# DIY Fog System



## Niila (May 23, 2008)

Hello folks!

Im building a viv for my future treeboa, and as you know it needs to stay humid enough even if im not at home for a weekend or more.


So heres the idea i came up this week


Basically its just a hidden watertank with ultrasonic fogger put inside. Its supposed to be located at the top rear of the box, maybe hidden in the fake rock.
Im not sure about the material yet, as i dont know how well regular water-proof plywood handles liquid water for longer times. Sure its possible to put laquer coat on it or use glass to build the tank.. However silicon or something similar must be used to seal it.

In order to separate the actual viv from the tank, a piece of mesh can be used. Its very important to build the mesh "snakeproof" as touching "vaporizing" water hurts quite alot.

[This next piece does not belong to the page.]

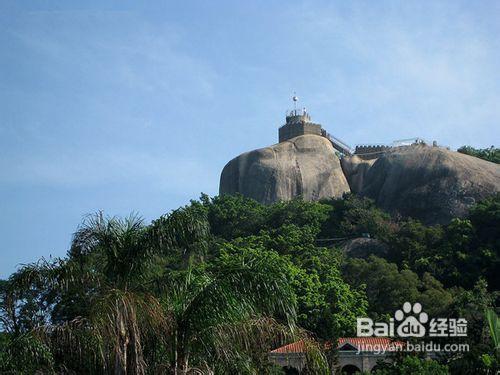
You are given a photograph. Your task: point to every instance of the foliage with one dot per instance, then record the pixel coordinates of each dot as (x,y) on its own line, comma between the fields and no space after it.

The tank must be refilled and cleaned time to time, so building a hatch is necessary. Nothing special here, hinged hatch is the best in my humble opinion. 

To make the fog flow little more, couple of 12V fans can be installed to the rear panel, just above the water line. They also serve as ventilation holes for the tank when they are not active. 
I would buy a decent (quiet and longlife) pair from the computer store. Fans should be connected via regular 12V wallwart to the same timer with the fogger(s). 
This is where you may need some soldering skills

Its best to wait until i have built it and tested it 

Any suggestions or warnings are warmly welcome!


----------



## GlasgowGecko (Feb 23, 2008)

Hey, sounds ok, but the humidity will surely cause the electrics in the fan to fail as they aren't sealed o the elements are they?

You could have a water tank the same, buy a simple water pump with a thin hoes running from it across the top of the viv, with holes in it.... hey presto - Rain! Put the pump on a digital timer for 15-20 seconds (need to check volumes obviously) and it should work well.


----------



## Niila (May 23, 2008)

There arent much of an electrics inside a 12V fan, but the humidity can indeed cause problems with bearings if regular fans are used.

In case we cant use fans, it should still work ok.

Yeah, rain-maker is surely one possibility. I just happen like the fog more simply because it looks better and its silent.

Edit: I think if we leave the space between the water and the top of the tank just to about two inches, the fog kind of presses itself out of the tank efficiently enough. Do I make sense?


----------



## Spikebrit (Oct 23, 2006)

got a better one fore you, i've seen it used with cham and dart keepers.

Get a humidifer from argos for twenty quid, attach some piping to the nozel on the humidie and split it so that a pipe drop into each tank. Sent the time on the humidfies, they normally last with water for about 4 days before you need to top it up and it solves so many problems. and easy as well.


----------



## _simon_ (Nov 27, 2007)

I don't know if you've actually used one before but the fogger I've got and don't use anymore would get through water stupidly fast, although the effect is really nice I found it quicker to just spray the enclosure with a hozelock spray.


----------



## Niila (May 23, 2008)

Thanks for the idea, but as i live in Finland we dont have argos, however i found one from Finland, but it costs 55e.

I do use regular spray can, but the point is im not always here. I know foggers work quite efficiently, but thats why i build rather large tank for it, it should last atleast one week.


----------